Ruger proféra un juron étouffé. Retirant son passe de la serrure, il se plaqua contre le mur.

Abigail jeta un coup d’œil par le judas. Reconnaissant Murkowski, elle ouvrit aussitôt.

— Susan ? Je suis Abigail Roxburgh. Entrez. Merci d’être venue jusqu’ici, dit-elle avec nervosité.

— J’avoue que votre message était très succinct, mais si les sondages ne mentent pas, il concerne peut-être le prochain président des États-Unis. C’était donc important.

— À vrai dire, je suis folle d’inquiétude. Le gouverneur Davis n’est pas du tout l’homme que l’on croit. J’ai préparé du café, nous pouvons le prendre ici, dit Abigail en baissant la musique. Mais c’est toujours agréable de s’installer sur la terrasse derrière, malgré la brume.

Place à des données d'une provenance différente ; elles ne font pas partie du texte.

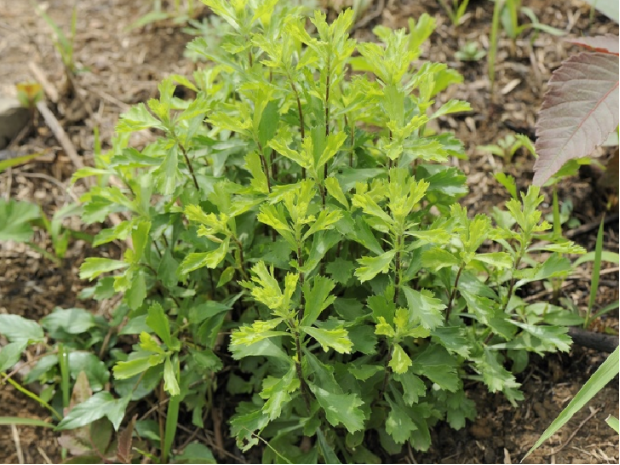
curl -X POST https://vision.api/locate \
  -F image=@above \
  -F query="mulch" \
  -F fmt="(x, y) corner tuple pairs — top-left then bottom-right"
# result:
(0, 0), (619, 463)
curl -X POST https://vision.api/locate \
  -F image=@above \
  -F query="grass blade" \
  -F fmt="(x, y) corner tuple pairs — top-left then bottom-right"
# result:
(523, 347), (620, 459)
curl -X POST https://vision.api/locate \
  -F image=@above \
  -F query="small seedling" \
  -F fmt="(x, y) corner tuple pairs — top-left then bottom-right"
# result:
(439, 0), (469, 27)
(454, 42), (487, 61)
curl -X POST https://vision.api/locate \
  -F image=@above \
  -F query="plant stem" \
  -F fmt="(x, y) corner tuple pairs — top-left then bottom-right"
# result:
(174, 140), (200, 191)
(502, 250), (523, 312)
(297, 243), (306, 323)
(323, 57), (331, 179)
(446, 263), (465, 323)
(295, 329), (310, 413)
(256, 141), (271, 194)
(232, 236), (248, 279)
(394, 236), (402, 304)
(377, 344), (393, 400)
(288, 78), (306, 179)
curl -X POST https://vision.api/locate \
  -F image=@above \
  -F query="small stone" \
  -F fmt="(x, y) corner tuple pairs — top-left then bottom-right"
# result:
(0, 96), (30, 150)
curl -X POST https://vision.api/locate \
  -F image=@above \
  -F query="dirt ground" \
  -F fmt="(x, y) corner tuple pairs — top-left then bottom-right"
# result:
(0, 0), (619, 463)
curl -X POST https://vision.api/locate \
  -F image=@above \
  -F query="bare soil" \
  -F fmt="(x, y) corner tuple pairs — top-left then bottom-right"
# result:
(0, 0), (619, 463)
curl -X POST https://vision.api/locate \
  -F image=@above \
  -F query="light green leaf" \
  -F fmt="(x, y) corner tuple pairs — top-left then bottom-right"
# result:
(146, 302), (172, 349)
(245, 152), (269, 194)
(301, 276), (336, 326)
(260, 364), (299, 421)
(0, 338), (28, 371)
(508, 320), (573, 352)
(230, 318), (290, 346)
(112, 354), (164, 379)
(164, 357), (181, 396)
(385, 401), (418, 444)
(375, 316), (396, 338)
(308, 383), (364, 433)
(116, 103), (164, 133)
(301, 210), (342, 241)
(422, 247), (460, 271)
(430, 100), (471, 119)
(325, 177), (349, 210)
(80, 257), (129, 280)
(402, 286), (446, 331)
(56, 391), (129, 431)
(474, 252), (513, 269)
(179, 238), (230, 276)
(301, 326), (353, 354)
(315, 132), (347, 171)
(0, 199), (41, 242)
(355, 250), (396, 282)
(388, 344), (411, 374)
(0, 314), (44, 342)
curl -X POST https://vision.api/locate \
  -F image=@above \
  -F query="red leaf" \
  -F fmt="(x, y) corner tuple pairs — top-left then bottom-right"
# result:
(534, 52), (619, 185)
(566, 34), (619, 55)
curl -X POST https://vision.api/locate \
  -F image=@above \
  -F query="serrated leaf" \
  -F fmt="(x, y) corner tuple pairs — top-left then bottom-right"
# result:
(164, 357), (181, 396)
(245, 152), (269, 194)
(116, 103), (164, 133)
(0, 338), (28, 371)
(534, 52), (619, 186)
(325, 177), (349, 210)
(301, 276), (336, 326)
(355, 250), (396, 282)
(69, 350), (110, 391)
(474, 252), (513, 269)
(402, 286), (446, 331)
(179, 238), (230, 276)
(308, 383), (364, 433)
(388, 344), (411, 374)
(301, 210), (342, 241)
(146, 302), (172, 349)
(260, 364), (299, 421)
(112, 355), (164, 379)
(430, 100), (471, 119)
(56, 391), (128, 431)
(0, 199), (41, 242)
(385, 401), (418, 444)
(230, 318), (290, 347)
(80, 257), (129, 280)
(0, 314), (44, 342)
(422, 247), (460, 271)
(301, 326), (353, 354)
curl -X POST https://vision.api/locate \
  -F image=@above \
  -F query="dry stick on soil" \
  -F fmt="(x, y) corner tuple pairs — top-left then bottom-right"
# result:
(564, 213), (618, 239)
(28, 61), (58, 103)
(547, 408), (601, 457)
(37, 101), (84, 168)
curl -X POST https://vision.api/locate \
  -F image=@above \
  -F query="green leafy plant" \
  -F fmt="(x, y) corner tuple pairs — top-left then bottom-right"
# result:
(0, 0), (583, 463)
(454, 42), (487, 61)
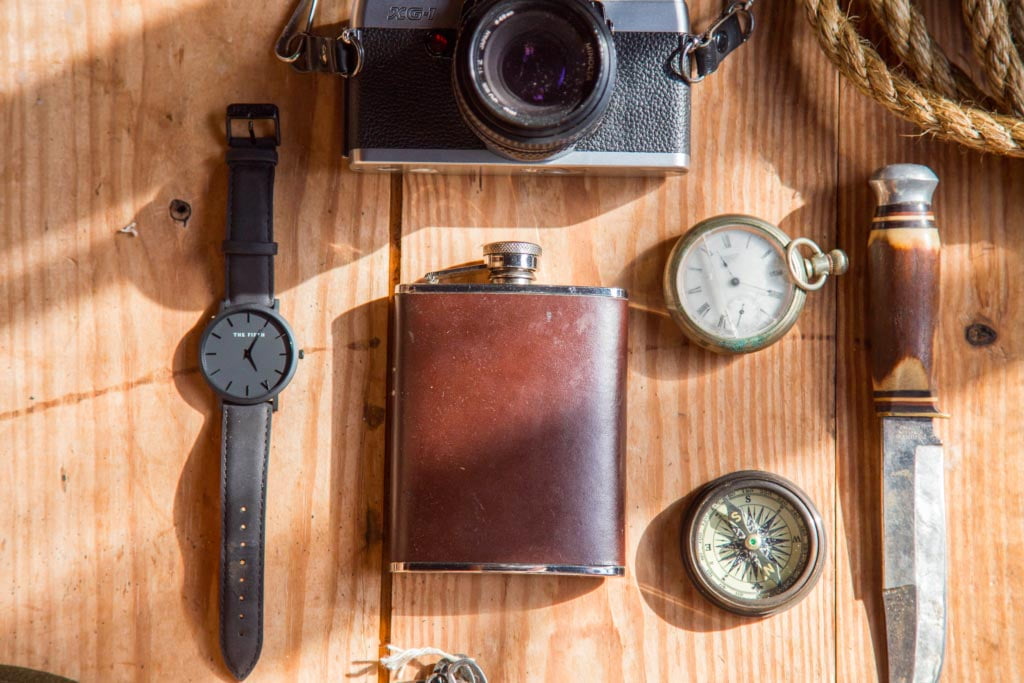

Ruger n’avait aucun mal à les entendre par la porte entrouverte. La refermant, il sauta en bas des marches et battit en retraite parmi les arbres. Crowley n’allait pas être ravi si la cible vidait son sac avant qu’il n’ait pu l’abattre.

— Va pour la brume… dit Murkowski en suivant Abigail à l’extérieur. Ça ne vous rend pas nerveuse d’habiter seule ici ? Les plus proches voisins sont assez loin, non ?

— Non, pas vraiment, dit Abigail en s’installant sur une des chaises en bois pendant que Murkowski prenait l’autre. Du moins, pas jusqu’à présent. Mais commençons par le commencement. Le gouverneur Davis et moi…

Ruger stabilisa le M110 contre le gros peuplier et ajusta la lunette dotée d’un système de vision nocturne qui lui offrait un grossissement de 8,5. Il amena la mire sur la tempe d’Abigail et pressa lentement la détente.

La balle fit éclater la boîte crânienne. Du sang et des fragments d’os jaillirent, aspergeant Murkowski et la terrasse. D’abord pétrifiée, la journaliste ne sortit de sa transe qu’en raison d’une irrépressible envie de vomir. Main sur la bouche, elle tomba à genoux avant de comprendre soudain qu’elle aussi pouvait être la cible d’un assassin. Reculant à quatre pattes vers la maison, elle sortit son iPhone, composa son code puis le 911. C’est alors qu’elle entendit un moteur démarrer au loin, derrière les arbres.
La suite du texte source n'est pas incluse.